Полковник схавал приманку за обе щеки, и потребовал предъявить мой конспект, что я с радостью сделал. Я раскрыл черную тетрадь, и полковник впился в строки жадным взглядом, и тут розы его на лице, превратились в пепел, а охотничий азарт, сменился неким отупением. Часть конспекта, показанная мною полковнику, имела отношение к Шопенгауэру, и глазам стража социалистической нравственности предстала фраза, которая и более стойкого человека могла ввести в ступор:
"...Когда люди вступают в тесное общение между собой, то их поведение напоминает дикобразов, пытающихся согреться в холодную зимнюю ночь. Им холодно, они прижимаются друг к другу, но чем сильнее они это делают, тем больнее они колют друг друга своими длинными иглами. Вынужденные из-за боли уколов разойтись, они вновь сближаются из-за холода, и так - все ночи напролет..."
Тут в зал вошел наш преподаватель и, увидев полковника, вопросительно на него посмотрел. Полковник встряхнул головой, чтобы избавиться от буржуазно-философского дурмана, и, широко улыбаясь, направился к выходу. Проходя мимо преподавателя, он успокаивающе похлопал его по плечу, и сказал, как ему думалось негромко, что, мол, был сигнал о том, что тут ходит по рукам тетрадка с анекдотами про членов Политбюро, но к этой группе это отношения не имеет, в чем он самолично убедился.

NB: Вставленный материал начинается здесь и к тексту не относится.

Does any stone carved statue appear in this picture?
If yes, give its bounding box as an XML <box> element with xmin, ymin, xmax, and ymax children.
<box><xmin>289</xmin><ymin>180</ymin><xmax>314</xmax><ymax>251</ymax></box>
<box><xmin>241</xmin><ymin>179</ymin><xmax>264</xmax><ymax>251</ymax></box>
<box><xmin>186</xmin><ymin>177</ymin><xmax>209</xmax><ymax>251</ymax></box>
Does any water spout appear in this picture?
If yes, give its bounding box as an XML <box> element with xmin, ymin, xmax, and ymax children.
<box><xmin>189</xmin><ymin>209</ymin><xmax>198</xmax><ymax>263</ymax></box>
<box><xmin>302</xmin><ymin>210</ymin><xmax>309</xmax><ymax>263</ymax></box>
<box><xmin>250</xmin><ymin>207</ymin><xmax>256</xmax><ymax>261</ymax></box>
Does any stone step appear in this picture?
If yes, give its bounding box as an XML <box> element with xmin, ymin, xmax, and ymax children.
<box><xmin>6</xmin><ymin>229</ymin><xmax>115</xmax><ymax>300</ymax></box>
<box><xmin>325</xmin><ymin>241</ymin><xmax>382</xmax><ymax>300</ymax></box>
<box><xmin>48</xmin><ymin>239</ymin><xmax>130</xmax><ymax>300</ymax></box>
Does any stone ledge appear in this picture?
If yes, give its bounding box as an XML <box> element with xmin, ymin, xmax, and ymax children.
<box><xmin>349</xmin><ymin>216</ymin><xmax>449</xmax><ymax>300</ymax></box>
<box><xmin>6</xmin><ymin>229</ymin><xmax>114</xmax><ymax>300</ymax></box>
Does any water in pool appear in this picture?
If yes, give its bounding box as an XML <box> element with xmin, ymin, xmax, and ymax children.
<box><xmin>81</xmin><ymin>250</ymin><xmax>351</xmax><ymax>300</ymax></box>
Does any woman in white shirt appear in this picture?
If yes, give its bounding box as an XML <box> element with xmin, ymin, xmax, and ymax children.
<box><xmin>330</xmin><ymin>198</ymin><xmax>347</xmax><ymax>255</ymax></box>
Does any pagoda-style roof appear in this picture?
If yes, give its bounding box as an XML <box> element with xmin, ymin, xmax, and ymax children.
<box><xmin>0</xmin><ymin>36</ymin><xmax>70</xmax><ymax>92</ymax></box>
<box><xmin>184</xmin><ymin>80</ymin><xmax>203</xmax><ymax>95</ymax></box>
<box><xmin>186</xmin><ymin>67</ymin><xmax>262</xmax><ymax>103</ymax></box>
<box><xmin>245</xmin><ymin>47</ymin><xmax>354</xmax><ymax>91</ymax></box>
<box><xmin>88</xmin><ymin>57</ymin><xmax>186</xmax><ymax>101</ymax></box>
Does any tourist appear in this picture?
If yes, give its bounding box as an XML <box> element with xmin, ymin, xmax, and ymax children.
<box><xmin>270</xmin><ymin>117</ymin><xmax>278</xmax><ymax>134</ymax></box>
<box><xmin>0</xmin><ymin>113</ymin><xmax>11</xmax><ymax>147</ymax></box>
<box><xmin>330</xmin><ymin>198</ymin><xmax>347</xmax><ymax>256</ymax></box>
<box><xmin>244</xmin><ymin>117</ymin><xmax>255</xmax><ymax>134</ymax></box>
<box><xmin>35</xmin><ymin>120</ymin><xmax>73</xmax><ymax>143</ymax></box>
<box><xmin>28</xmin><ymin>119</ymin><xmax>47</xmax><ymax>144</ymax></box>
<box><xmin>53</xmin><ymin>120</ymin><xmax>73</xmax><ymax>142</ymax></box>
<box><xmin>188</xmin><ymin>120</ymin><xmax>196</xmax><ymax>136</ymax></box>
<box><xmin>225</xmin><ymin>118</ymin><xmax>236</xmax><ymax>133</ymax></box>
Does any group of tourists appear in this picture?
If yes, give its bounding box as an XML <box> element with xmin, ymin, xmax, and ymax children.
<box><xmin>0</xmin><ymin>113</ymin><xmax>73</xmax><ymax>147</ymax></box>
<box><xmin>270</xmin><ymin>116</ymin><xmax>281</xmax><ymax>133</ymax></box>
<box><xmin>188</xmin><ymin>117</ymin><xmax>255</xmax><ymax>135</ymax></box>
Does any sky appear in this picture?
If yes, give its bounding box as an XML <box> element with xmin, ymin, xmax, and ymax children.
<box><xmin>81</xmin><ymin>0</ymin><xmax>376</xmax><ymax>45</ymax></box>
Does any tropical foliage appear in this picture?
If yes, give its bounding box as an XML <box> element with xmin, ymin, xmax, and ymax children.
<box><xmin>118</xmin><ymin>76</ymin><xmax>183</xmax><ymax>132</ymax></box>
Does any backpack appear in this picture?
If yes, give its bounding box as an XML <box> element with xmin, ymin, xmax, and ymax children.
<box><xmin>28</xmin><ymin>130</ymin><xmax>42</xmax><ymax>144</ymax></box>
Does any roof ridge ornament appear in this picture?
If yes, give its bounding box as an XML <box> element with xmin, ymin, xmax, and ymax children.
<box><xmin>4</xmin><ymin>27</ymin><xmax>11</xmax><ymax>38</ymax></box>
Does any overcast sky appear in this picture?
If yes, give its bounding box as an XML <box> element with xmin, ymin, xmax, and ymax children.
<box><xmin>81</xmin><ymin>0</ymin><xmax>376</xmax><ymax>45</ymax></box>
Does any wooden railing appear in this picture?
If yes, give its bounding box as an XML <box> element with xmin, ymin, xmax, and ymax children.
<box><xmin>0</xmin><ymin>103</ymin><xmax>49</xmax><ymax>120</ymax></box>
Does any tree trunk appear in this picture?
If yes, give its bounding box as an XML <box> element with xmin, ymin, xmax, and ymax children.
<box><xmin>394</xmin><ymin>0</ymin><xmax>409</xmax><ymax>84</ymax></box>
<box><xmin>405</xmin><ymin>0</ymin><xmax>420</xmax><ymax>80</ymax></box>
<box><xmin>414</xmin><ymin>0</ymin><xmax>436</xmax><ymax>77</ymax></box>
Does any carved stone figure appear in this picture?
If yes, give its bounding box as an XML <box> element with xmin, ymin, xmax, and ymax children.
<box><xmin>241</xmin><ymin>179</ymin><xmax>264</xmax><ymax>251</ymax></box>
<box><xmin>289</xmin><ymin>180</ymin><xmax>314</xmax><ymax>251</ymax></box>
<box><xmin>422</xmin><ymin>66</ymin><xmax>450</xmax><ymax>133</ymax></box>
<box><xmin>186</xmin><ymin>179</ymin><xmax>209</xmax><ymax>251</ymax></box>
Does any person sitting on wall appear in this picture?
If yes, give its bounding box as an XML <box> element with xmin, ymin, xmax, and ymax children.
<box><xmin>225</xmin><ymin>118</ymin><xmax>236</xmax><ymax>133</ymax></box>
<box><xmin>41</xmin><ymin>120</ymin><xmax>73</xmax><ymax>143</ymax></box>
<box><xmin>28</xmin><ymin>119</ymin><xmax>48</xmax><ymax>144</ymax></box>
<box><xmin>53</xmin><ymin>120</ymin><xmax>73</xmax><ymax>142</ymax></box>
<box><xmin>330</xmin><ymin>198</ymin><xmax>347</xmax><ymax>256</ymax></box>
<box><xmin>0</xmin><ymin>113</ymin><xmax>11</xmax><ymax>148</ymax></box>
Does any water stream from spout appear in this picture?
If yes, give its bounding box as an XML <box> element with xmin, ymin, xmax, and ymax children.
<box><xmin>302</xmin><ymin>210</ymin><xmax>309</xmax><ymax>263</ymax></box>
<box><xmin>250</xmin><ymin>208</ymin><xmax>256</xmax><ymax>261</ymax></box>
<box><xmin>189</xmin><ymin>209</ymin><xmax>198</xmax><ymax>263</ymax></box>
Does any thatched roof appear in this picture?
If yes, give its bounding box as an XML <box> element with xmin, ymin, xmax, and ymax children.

А нам стало ясно, что причиной сего инцидента был стукачек-ефрейтор, а таких хохмочек мы не спускали никому. Предложений о мере наказаний было много: от утопления в сортире, до выпускания пьяным и голым на утренний развод. Но решили поступить и проще, и коварнее. Как-то, будучи в наряде, ефрейтор рассекал по академии со штыком от АКМа на ремне. Внезапно ему стало плохо. Проходившие мимо "добрые самаритяне" посадили уставшего ефрейтора на деревянную банкетку у стены, где он окончательно в себя и пришел, держа в руке штык на изготовку, а вот ножен от оного и след простыл. Получил он в этот день конечно по самое не хочу. Хотя гораздо меньше, чем получил бы он, пропади штык. А ножны мы спрятали по системе Станиславского. То есть спрятали их, подвесив на веревочке в той самой трубе под бюстом, о котором я говорил в начале истории...
Р.С. Нет, мы конечно не звери. На другой день испытуемый узнал, где спрятаны ножны его оружия. Этой же ночью, он таки уронил несчастный бюст, но нашел свои ножны раньше срока данного ему старшиной.
А Ломброзо так официально нигде и не признали. Наверное, опять интриги.